An object of the present invention is to provide a process for producing a two-layered tape for TAB at high productivity without reducing heat resistance, alkali resistance, solvent resistance and electrical properties inherently possessed by two-layered tapes for TAB having no adhesive layer.
A further object of the present invention is to provide a process for producing a two-layered tape for TAB which is free from curls and which has good adhesion between the copper foil and the film.
Another object of the present invention is to provide a process for producing a two-layered tape for TAB which enables excellent registration and formation of fine lines and which enables high-density wiring.
A still further object of the present invention is to provide a process for producing a stretched polyamic acid film having a desired thickness and, optionally, holes, which film enables production of a two-layered flexible printed circuit board having no adhesive layer, which board has a polyimide layer having the same folding resistance, alkali resistance, solvent resistance, heat resistance, electrical properties and mechanical properties as possessed by ordinary stretched polyimide films (such a polyimide layer has been unobtainable by the conventional varnish casting process) and which board enables use of any conductor foil (e.g. rolled foil which cannot be used in the vapor deposition process).

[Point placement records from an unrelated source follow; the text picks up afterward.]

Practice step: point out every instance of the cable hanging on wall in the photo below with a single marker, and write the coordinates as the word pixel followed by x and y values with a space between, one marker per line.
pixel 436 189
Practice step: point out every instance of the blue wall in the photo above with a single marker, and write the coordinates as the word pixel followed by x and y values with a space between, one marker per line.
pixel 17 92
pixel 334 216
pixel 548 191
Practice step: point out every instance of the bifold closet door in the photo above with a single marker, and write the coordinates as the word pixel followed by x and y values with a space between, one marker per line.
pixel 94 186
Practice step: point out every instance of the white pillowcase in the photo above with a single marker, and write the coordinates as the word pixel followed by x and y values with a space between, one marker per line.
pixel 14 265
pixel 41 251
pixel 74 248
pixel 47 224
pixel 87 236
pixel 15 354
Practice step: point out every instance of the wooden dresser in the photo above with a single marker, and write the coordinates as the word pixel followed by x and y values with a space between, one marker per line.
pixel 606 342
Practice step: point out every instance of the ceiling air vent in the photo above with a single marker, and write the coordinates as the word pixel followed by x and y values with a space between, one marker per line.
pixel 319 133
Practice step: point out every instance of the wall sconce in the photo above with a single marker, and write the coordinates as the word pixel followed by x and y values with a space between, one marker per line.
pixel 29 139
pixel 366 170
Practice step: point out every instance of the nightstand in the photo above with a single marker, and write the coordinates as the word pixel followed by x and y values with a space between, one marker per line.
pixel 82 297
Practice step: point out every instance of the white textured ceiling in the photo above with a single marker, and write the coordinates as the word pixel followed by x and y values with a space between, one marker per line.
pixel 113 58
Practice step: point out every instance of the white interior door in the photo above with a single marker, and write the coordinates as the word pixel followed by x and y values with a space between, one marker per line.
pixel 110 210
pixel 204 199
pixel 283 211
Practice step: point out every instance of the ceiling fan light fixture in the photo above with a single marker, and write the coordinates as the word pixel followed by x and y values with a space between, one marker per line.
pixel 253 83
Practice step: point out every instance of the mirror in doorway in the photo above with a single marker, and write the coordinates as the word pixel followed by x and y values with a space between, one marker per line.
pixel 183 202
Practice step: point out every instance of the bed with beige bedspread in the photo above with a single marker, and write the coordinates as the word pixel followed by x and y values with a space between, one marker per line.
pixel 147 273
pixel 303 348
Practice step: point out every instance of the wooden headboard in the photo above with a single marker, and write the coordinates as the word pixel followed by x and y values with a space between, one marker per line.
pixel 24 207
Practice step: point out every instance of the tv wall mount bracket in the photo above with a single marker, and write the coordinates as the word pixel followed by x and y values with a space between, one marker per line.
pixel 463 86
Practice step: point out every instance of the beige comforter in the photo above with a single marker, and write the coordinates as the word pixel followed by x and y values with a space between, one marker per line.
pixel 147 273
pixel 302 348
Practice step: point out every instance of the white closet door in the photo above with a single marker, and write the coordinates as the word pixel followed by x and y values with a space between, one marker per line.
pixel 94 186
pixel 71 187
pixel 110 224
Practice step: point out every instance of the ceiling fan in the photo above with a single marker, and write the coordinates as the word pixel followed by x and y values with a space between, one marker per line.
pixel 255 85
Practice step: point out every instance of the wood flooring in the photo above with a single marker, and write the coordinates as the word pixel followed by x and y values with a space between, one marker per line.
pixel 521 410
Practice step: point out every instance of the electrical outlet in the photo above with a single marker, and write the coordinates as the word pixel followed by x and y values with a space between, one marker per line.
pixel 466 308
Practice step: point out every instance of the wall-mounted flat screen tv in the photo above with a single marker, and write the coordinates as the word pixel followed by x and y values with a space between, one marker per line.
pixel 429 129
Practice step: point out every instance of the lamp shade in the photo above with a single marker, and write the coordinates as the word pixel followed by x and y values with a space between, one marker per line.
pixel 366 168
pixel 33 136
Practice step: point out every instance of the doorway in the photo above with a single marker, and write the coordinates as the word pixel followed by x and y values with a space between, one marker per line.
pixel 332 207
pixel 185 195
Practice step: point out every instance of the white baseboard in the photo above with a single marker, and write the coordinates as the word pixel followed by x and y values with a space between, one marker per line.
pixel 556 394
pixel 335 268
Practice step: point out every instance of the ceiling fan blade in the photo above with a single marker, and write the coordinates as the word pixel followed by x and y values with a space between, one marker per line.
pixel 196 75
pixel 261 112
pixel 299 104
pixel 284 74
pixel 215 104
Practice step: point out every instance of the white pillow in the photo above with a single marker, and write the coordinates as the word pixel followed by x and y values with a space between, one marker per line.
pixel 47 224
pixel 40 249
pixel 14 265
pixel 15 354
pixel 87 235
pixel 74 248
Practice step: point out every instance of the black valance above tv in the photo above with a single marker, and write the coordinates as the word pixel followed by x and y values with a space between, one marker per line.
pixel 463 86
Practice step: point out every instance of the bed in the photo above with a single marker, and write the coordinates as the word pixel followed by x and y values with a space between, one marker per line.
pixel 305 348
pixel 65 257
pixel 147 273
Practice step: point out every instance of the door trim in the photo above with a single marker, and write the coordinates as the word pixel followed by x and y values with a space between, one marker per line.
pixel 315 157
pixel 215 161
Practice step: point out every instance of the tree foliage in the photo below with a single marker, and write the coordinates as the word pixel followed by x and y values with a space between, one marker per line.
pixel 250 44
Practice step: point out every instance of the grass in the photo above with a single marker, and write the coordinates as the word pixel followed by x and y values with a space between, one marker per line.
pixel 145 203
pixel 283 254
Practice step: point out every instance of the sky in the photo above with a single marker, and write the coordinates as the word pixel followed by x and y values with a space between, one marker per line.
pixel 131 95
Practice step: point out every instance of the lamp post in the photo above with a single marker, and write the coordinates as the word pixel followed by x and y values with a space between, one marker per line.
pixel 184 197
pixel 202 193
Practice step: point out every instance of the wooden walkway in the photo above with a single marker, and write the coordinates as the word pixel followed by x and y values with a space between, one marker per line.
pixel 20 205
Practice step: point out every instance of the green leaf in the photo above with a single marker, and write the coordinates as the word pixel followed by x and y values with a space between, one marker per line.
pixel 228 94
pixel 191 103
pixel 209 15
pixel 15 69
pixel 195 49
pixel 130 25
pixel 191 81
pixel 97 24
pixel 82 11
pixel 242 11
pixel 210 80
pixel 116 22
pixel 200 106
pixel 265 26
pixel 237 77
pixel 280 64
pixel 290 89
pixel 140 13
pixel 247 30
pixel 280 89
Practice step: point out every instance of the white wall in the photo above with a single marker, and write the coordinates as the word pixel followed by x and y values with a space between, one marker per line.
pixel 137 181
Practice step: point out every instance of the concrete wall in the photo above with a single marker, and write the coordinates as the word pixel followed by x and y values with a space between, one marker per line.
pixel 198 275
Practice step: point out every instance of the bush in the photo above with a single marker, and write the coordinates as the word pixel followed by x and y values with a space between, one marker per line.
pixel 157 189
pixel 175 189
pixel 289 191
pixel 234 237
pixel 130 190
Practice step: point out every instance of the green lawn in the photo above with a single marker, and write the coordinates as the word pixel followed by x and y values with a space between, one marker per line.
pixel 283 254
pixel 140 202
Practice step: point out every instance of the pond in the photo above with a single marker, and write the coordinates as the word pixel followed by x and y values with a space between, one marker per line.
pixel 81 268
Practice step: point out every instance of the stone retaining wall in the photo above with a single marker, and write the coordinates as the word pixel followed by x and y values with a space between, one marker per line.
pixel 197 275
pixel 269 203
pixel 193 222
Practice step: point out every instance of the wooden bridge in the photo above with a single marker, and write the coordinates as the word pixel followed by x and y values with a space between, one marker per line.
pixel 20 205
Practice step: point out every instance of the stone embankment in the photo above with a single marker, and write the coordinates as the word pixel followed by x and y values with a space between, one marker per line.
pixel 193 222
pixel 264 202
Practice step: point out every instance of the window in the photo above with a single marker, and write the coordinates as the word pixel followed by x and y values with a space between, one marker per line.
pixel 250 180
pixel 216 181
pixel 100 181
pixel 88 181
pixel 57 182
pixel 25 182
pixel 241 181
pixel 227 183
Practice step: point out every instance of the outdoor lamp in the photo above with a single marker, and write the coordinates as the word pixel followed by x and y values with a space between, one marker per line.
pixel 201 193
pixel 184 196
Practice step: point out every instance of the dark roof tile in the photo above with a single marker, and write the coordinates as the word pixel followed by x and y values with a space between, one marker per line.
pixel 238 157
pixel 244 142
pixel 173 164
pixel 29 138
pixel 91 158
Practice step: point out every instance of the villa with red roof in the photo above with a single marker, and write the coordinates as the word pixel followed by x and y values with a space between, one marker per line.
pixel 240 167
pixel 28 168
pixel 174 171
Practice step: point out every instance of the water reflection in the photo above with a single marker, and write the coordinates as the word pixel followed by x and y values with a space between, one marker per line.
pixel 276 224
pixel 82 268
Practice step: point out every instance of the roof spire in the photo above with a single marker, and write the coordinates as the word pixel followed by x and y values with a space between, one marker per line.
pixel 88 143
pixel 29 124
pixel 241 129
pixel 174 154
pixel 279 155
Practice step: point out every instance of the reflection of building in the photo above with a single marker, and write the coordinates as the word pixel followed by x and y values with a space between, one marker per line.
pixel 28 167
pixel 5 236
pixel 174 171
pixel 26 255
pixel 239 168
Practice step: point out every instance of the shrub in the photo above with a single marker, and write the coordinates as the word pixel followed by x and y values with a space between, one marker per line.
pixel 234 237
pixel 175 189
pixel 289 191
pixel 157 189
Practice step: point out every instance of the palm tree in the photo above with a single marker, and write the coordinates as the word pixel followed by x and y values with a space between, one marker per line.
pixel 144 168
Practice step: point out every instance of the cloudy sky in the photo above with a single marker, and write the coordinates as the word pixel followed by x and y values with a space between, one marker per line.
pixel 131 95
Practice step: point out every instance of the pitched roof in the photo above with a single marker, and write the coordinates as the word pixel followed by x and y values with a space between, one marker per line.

A still further object of the present invention is to provide a flexible base board for printed circuit or a flexible printed circuit board with a cover layer film, both enabling high-density wiring and having very high heat resistance, by laminating a stretched polyimide film with desired holes to a conductor foil or a two-layered flexible base board with no adhesive layer and then conducting imidization to form, directly and using no adhesive, a polyimide insulation cover with holes without reducing the folding resistance, alkali resistance, solvent resistance, heat resistance, electrical properties and mechanical properties inherently possessed by polyimide films.